The code that generates this is five lines of numpy: fit polynomial features, solve with np.linalg.lstsq, evaluate on held-out test points, repeat for each degree. The phenomenon requires no deep learning, it emerges from basic linear algebra whenever the number of parameters exceeds the number of data points.
Why: The Minimum-Norm Interpolant
When $p > n$ (more parameters than data), there are infinitely many interpolating solutions. Gradient descent from zero initialization converges to the minimum-norm solution
\[\hat\theta_{\text{mn}} = X^T(XX^T)^{-1}y\]the pseudoinverse solution. It minimizes $\lVert\theta\rVert_2$ subject to $X\theta = y$, spreading the explanation across all available parameters rather than concentrating it. The expected test error of this solution decomposes as:
\[\mathbb{E}[(y^* - x^{*T}\hat\theta)^2] \approx \underbrace{\frac{n\sigma^2}{p^2}\text{tr}(\Sigma)}_{\to 0 \text{ as } p \to \infty} + \underbrace{\text{residual bias}}_{\to 0 \text{ as span grows}}\]Both terms shrink as $p$ grows past $n$. The spike at the interpolation threshold occurs because $(XX^T)^{-2}$ blows up when $XX^T$ is nearly singular, the model has just enough parameters to interpolate but not enough redundancy to do so stably.
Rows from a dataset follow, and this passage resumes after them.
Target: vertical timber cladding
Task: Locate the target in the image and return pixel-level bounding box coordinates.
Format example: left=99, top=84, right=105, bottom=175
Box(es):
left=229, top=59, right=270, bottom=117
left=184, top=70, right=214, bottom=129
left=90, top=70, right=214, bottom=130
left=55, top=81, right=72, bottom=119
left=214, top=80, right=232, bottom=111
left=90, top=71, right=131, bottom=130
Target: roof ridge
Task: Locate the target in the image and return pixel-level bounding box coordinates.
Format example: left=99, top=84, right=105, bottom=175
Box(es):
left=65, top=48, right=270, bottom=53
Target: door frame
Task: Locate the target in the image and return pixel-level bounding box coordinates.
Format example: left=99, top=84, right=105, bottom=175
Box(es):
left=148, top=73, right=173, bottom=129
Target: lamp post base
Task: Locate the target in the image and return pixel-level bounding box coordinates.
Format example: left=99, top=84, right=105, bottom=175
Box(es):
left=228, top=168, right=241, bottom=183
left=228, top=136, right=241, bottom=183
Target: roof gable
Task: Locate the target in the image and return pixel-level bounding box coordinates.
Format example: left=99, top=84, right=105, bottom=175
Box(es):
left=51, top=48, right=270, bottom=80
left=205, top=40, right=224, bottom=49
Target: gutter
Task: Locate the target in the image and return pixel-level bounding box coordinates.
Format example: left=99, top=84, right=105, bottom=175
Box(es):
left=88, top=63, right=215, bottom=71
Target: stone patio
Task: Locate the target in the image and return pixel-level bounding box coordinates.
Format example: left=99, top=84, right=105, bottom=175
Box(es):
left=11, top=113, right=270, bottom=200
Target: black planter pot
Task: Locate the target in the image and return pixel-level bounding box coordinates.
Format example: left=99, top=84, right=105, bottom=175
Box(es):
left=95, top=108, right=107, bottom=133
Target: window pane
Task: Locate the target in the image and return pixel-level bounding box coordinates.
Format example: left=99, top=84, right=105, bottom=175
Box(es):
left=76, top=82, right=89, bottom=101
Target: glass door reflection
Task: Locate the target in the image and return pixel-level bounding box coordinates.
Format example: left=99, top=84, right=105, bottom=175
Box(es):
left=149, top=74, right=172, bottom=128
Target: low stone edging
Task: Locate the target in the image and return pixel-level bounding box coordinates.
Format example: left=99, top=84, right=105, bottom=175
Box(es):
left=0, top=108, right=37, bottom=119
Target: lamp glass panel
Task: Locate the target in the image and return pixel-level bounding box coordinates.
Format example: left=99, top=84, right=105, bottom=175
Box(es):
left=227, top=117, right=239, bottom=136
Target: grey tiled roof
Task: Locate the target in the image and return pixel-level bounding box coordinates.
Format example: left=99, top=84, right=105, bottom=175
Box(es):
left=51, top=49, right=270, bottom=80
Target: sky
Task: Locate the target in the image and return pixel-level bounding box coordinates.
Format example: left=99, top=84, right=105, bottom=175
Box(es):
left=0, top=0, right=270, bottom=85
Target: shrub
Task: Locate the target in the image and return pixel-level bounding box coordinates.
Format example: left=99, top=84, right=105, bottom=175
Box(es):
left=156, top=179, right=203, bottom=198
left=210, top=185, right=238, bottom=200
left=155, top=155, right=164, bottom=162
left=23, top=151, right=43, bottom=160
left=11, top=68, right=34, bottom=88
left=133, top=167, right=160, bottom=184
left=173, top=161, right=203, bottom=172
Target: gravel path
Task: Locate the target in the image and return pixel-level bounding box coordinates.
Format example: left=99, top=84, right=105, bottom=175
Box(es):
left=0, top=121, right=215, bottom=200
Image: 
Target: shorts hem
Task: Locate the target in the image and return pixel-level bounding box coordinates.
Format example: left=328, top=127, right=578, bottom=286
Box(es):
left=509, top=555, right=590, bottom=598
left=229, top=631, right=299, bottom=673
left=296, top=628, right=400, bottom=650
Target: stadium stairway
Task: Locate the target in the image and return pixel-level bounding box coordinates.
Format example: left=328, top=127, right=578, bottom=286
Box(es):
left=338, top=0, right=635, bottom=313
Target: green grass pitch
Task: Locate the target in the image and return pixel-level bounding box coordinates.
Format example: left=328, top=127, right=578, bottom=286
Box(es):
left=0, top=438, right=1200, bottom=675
Small changes in training data cause large changes in the solution, maximizing variance precisely at this point.
Neural Network Double Descent
For deep networks, Nakkiran et al. (2019) showed the same phenomenon as ResNet width increases:
| Width multiplier | Train acc | Test acc |
|---|---|---|
| 4× (classical optimum) | 96% | 91% |
| 8× (near threshold) | 99.8% | 89% |
| 16× (overparameterized) | 99.9% | 93% |
| 32× | 99.9% | 94% |
The 32× wide model outperforms the classical 4× optimum by 3 percentage points. The 8× model, near the interpolation threshold, is the worst large model. The phenomenon appears in training time too: test loss follows a double descent curve as a function of epochs, with a hump before grokking and a second descent toward strong generalization.
What This Changes
The practical implication of double descent is significant: the classical prescription of “use the smallest model that fits your data” is wrong for deep learning. The correct prescription is to sit well into the overparameterized regime, where implicit regularization via minimum-norm solutions is effective.
This is why scaling laws consistently find that larger models at fixed compute outperform smaller models with more training. It is why dropout and weight decay are most useful near the interpolation threshold, the point of maximum instability, and sometimes counterproductive in the deeply overparameterized regime, where they can push the model back toward that unstable region.
Double descent does not invalidate classical learning theory. It extends it. The bias-variance tradeoff is real and correct in the underparameterized regime. It simply fails to describe what happens when you cross the interpolation threshold, because the implicit regularization of gradient descent creates a second descent that the classical analysis never accounted for.